The select committee will drop its efforts to obtain another 14,000 pages and indefinitely postpone its request for any others, House General Counsel Doug Letter said in a court filing late Friday.
The panel’s decision to drop its objections to the vast majority of Eastman’s attorney-client privilege claims follows Eastman’s own decision to relent on more than 15,000 pages of records, which he provided to the select committee on Monday. Those documents helped inform the committee’s decision to narrow the fight.
“The Select Committee’s need for the documents at issue has only become more significant in light of its review of the documents produced … and as the Select Committee prepares to present the conclusions of its investigation to the public through hearings, scheduled to begin in June 2022, and forthcoming reports,” Letter wrote.
Chair Bennie Thompson says he expects the committee to begin a series of eight public hearings on June 9.
The battle over these 3,000 pages marks the culmination of one of the two most significant legal odysseys the committee has undertaken. In another landmark legal fight, the committee prevailed over Trump himself, who sued to prevent the National Archives from releasing thousands of pages of his White House records to investigators. But the Supreme Court ultimately shut down Trump’s fight, and the archives have provided reams of crucial evidence since January.

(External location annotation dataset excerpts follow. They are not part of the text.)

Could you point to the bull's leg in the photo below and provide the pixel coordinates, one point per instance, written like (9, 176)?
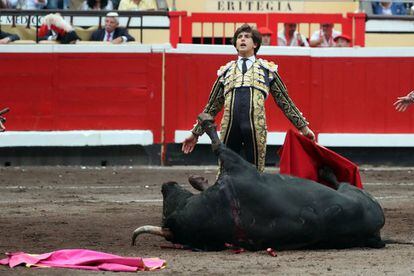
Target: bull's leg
(327, 174)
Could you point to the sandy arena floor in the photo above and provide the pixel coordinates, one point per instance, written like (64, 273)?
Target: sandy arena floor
(51, 208)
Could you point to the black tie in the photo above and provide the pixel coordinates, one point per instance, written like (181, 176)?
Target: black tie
(244, 65)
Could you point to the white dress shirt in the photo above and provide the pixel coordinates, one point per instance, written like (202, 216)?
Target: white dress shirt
(249, 62)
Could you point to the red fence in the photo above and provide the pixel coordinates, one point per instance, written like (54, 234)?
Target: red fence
(70, 91)
(181, 24)
(123, 91)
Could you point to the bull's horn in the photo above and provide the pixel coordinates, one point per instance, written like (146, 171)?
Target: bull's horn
(149, 229)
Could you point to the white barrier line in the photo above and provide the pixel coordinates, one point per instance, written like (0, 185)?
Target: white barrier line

The committee’s effort against Eastman has been lengthier and more complicated. It began in January when the committee subpoenaed Chapman University, Eastman’s former employer, for 90,000 pages of Eastman’s emails. Eastman sued to prevent Chapman from complying, and the suit landed before U.S. District Court Judge David Carter.

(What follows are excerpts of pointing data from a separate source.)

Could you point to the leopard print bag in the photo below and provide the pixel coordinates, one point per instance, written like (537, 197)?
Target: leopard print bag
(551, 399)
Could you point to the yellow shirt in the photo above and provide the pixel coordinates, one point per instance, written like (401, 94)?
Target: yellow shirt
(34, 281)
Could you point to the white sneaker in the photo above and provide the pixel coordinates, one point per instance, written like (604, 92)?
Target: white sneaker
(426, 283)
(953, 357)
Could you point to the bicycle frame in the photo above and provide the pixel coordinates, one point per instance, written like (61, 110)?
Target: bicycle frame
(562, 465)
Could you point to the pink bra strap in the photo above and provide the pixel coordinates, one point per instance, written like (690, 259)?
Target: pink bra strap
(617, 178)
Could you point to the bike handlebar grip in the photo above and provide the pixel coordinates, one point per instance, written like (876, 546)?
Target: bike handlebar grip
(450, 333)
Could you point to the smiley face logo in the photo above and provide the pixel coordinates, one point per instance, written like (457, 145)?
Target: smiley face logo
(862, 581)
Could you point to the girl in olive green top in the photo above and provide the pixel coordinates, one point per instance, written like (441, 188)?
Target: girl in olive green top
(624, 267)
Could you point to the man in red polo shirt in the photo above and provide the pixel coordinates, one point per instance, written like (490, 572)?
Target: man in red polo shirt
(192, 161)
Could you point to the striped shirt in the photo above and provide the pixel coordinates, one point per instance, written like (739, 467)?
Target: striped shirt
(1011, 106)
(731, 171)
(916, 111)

Carter quickly made clear that he believed in the urgency of the select committee’s work and ordered Eastman to review 1,500 pages of emails per day to lodge any claims of attorney-client privilege. He also granted the committee’s request to prioritize a review of emails sent between Jan. 4 and Jan. 7, 2021. In a landmark decision in March, Carter ruled that Eastman and Trump likely engaged in a criminal conspiracy to overturn the election, with Eastman using his legal theories to launder Trump’s attempt to subvert the Constitution.
Carter memorably described the effort as “a coup in search of a legal theory,” and he granted the committee access to several hundred pages of emails Eastman exchanged on those key dates.
Since that ruling, the committee has continued to battle with Eastman over more than 35,000 pages of emails related to his work for Trump that stretched from Nov. 3, 2020, through Jan. 3, 2021. Eastman agreed last month to share more than 15,000 of those pages with the committee, in light of Carter’s previous ruling. But he maintained the remaining 20,000 were covered by attorney-client privilege.
Now, the select committee is asking Carter to review 2,945 of those pages for immediate release. If Eastman objects, the panel has laid out a rapid-fire schedule to resolve the dispute by the end of May, leaving time to review and analyze the documents before the panel launches its public hearings.
But Eastman, in a Saturday legal filing, said he’s not sure the rush makes sense. He says he still hasn’t seen the list of documents the select committee wants to obtain and therefore can’t make a judgment about the nature of the fight.
“Without knowing which documents remain at issue, Plaintiff is unable to offer a position on the continuing need for discovery, an appropriate briefing schedule, or whether further narrowing of the disputed privilege issues may be possible,” Eastman’s attorneys Charles Burnham and Anthony Caso write.
Eastman argued that the committee’s need to hold public hearings is not a legitimate reason for Carter to speed his consideration of the documents, noting that the committee is primarily charged with developing legislative recommendations to prevent future efforts to upend the transition of power.
“The committee has not identified any prospective legislation delayed due to want of Dr. Eastman’s emails,” the attorneys wrote. “Presenting ‘conclusions’ in ‘public hearings’ is not a valid legislative purpose.”